Placidochromis boops
- Conservation status: Least Concern (IUCN 3.1)

Scientific classification
- Kingdom: Animalia
- Phylum: Chordata
- Class: Actinopterygii
- Order: Cichliformes
- Family: Cichlidae
- Genus: Placidochromis
- Species: P. boops
- Binomial name: Placidochromis boops Hassens, 2004

= Placidochromis boops =

- Genus: Placidochromis
- Species: boops
- Authority: Hassens, 2004
- Conservation status: LC

Species of fish

Placidochromis boops is a species of deep-water African cichlid endemic to the southern portion of Lake Malawi. This species can reach a length of up to 11.2 cm SL.

==Etymology==
The generic name of this species, Placidochromis, is derived from the Latin word placidus, meaning "of peaceful or tranquil appearance", and the Greek chromis, meaning "a fish", or possibly "a perch". The specific name, boops, is derived from the Greek βόωψ boōps, literally "cow-eye", referring to the large eyes of this species.

==Morphology==
===Description===
Placidichromis boops has large eyes, and was named after this prominent feature. The dorsal profile of the head touches the upper margin of the eye, while the maxilla extends well beyond vertical at the anterior margin of the eye. The snout of this fish is long and pointed. The mouth is large, and its gape is inclined about 10° to the horizontal. The outer oral teeth are small and mainly tricuspid, however, some bicuspid teeth are present as well. The inner oral teeth are tricuspid, and the rows of inner teeth are close-set. The lower pharyngeal jaw contains a number of small, densely packed teeth, which are specialized for prey processing. Overall, it is a relatively large species, with the ventral body profile less convex than the dorsal body profile.

===Coloration===
Placidichromis boops is sexually dimorphic, and coloration can be used as a simple means to sex mature males and females. Mature females and immature males have a brownish yellow body, six (6) vertical bars below the dorsal fin, a dark brownish snout, nape, and dorsum, pale brownish yellow fins, and grey spots on the soft dorsal.
Meanwhile, mature males have a darker snout, a dark brown chin and belly, a faint grey band at the base of the dorsal fin, a white submarginal band and black tips, large dark spots which are occasionally merged into oblique bands on the soft dorsal, a darkly-colored anal fin, and darkly-edged caudal and ventral fins.

===Meristics===
Placidochromis boops has 31 to 32 scales on the lateral line and 16 scales around the caudal peduncle. There are 16 to 19 gill rakers on the lower limb of the first arch and 4 to 7 on the upper limb, making for a total of 22 to 26 gill rakers. It possesses a pair of pectoral fins and pelvic fins, one dorsal fin, one caudal fin and one anal fin. The pectoral fins have no spines and 14 to 15 soft-rays, the dorsal fin has 14 to 15 spines and 10 to 11 soft-rays, and the anal fin has three (3) spines and 8 to 9 soft-rays.

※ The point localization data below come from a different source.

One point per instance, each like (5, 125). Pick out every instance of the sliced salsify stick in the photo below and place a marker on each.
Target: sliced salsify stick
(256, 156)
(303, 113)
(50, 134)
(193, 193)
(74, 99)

==Distribution and habitat==
Placidochromis boops is benthopelagic, and has been observed in a depth range of 74 to 125 m. It lives exclusively within the freshwater Lake Malawi.

This species has three recorded occurrences, all within the southern portion of Lake Malawi. It has been observed once in Senga Bay, north of the Nankumba Peninsula; and twice in the southwest arm of the lake, between Domwe Island, Senga Bay, and north of Mvunguti.

==Reproduction==
Little is known about Placidochromis boops reproduction. However, the generation length is estimated to be about 1–2 years.

==Relationship with humans==
===Conservation status===
The IUCN Red List has assessed Placidochromis boops as a least-concern species, as no major, widespread threats to its survival have been identified. The entirety of its geographical distribution overlaps with Lake Malawi National Park, and it has never been collected by the aquarium trade.